Generally a single Item should not contain a huge multitude of assets, they should represent the set of files a user would reasonably want to download. They should not try to represent every single format and option that a user could download - the additional options can be represented in multiple items, or defined on the fly by processing engines.

Item Example

To continue with the NAIP example, an Item could represent one "scene", with two assets that live in the AWS public dataset bucket: an RGB COG and an RGBIR GeoTiff.

    "id": "30087/m_3008718_sw_16_1_20130805",
    "type": "Feature",
    "geometry": {
        "coordinates": [
            [
                [
                    -87.875,
                    30.625
                ],
                [
                    -87.875,
                    30.6875
                ],
                [
                    -87.8125,
                    30.6875
                ],
                [
                    -87.8125,
                    30.625
                ],
                [
                    -87.875,
                    30.625
                ]
            ]
        ],
        "type": "Polygon"
    },
    "links": [
        { "rel": "self", "href": "30087/m_3008718_sw_16_1_20130805.json" },
        { "rel": "catalog", "href": "naip-root.json"}
    ],

    "properties": {
        "startDate": "2013-08-05T00:00:00+00:00",
        "endDate": "2013-08-06T00:00:00+00:00",
        ...
    }
}

There are additional examples, fully validated, in the examples folder, as well as in the json spec examples folder.

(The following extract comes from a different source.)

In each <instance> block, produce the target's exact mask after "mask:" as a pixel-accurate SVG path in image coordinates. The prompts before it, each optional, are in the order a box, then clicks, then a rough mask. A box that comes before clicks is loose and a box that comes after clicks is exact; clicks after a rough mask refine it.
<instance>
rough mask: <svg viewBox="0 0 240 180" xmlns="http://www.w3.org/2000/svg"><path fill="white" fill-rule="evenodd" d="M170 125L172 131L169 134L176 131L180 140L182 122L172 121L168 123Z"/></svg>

Static Catalog Flexibility

Currently Static Catalogs are defined to be incredibly flexible. They only require a handful of fields, and implementors are free to add in most any json field or object that they want. This is a design goal, so that it is quite easy to implement a catalog and be able to adapt it to most any data model.

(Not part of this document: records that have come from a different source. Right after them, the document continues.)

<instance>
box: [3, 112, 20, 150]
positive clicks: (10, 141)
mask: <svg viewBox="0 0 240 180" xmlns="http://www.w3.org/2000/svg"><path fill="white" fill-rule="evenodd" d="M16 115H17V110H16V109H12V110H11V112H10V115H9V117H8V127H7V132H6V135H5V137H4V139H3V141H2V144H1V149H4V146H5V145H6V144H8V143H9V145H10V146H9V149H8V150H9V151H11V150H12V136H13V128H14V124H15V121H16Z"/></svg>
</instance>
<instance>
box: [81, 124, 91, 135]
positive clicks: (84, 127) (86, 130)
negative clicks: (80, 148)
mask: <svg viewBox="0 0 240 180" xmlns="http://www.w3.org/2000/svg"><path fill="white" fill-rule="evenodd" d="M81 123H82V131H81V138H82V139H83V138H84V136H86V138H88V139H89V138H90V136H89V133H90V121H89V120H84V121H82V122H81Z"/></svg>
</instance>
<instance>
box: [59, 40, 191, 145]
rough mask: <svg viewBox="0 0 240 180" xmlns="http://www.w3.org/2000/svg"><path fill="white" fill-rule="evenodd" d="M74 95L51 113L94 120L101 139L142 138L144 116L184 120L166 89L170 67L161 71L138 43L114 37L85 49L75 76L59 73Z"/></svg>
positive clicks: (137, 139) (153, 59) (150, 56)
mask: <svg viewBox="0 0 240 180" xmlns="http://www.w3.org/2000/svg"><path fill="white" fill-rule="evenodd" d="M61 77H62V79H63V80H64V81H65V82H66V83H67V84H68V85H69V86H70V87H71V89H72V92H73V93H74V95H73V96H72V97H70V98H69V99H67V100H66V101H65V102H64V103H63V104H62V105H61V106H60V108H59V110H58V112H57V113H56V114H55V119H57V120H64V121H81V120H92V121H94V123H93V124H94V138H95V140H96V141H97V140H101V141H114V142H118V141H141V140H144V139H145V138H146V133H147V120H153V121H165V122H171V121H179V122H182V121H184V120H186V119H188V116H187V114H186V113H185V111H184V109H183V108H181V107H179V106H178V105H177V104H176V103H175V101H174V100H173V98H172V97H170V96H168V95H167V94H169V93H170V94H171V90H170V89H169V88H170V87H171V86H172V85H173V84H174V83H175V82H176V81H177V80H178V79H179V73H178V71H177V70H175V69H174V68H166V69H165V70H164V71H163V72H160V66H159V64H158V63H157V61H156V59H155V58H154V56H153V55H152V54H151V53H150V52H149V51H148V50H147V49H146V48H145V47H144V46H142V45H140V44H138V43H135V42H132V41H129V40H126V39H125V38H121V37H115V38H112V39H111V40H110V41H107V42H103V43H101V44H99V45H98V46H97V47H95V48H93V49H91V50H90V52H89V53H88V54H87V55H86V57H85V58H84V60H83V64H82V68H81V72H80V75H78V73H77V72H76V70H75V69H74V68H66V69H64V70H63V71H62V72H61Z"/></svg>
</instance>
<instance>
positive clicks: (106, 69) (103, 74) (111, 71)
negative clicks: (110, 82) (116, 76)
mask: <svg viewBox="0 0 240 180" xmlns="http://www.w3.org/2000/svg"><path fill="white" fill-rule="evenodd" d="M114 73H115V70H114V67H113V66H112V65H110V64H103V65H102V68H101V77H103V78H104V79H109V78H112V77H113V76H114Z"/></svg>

But it is expected that some more firm recommendations and even requirements will emerge, especially around asset definition, links and catalog level metadata, so that clients will be able to glean more meaningful information for users. In the meantime implementors are encouraged to do what makes sense for them, and to check out the examples and other implementations for emerging best practices.

Static Catalog Validation

Static catalogs will have flexible validation tools. The first step will be simple JSON schemas that will be quite liberal in what they accept. In time online and commandline validation tools will be implemented. This section will link to those.

Schema Validation

TODO: This needs to be implemented. The stac-item.json can be reused from the core json, but this should also include a Catalog schema.

Static Catalog Evolution

Static Catalogs are still a work in progress, and feedback is very much appreciated. The core concept is to be able to flexibly represent full catalogs of assets. Many organizations have very complex data models, representing a number of real world variables. Static Catalogs are focused on search of the data, and so items should contain the core metadata fields and downloadable assets. So things like satellite ephemeris and obscure metadata fields only relevant to ortho-rectification experts is less the primary goal. But organizations are encouraged to adapt the core concepts to more complex relationships, extending in a variety of ways. The hope is that naive clients can always garner the space and time of geospatial assets, while creating an open community of evolving shared practices and metadata fields to expose all geospatial asset information in a common way.

Thus the 'core' static catalog spec will aim to remain relatively simple, but will always look to build in the right extension mechanisms for others to use the core in ways that are valuable for their domain or company.

Recommendations

The evolution of static catalogs will take place in this repository, primarily in the 'example-implementations' folder. This will show how a variety of providers at least could represent their catalogs in STAC static catalogs (and as things mature the examples will mirror their production catalogs). The various recommendations can be viewed in the Static Catalog Recommendations document. Some of these will likely evolve to be requirements, or at least documented specification options and extensions.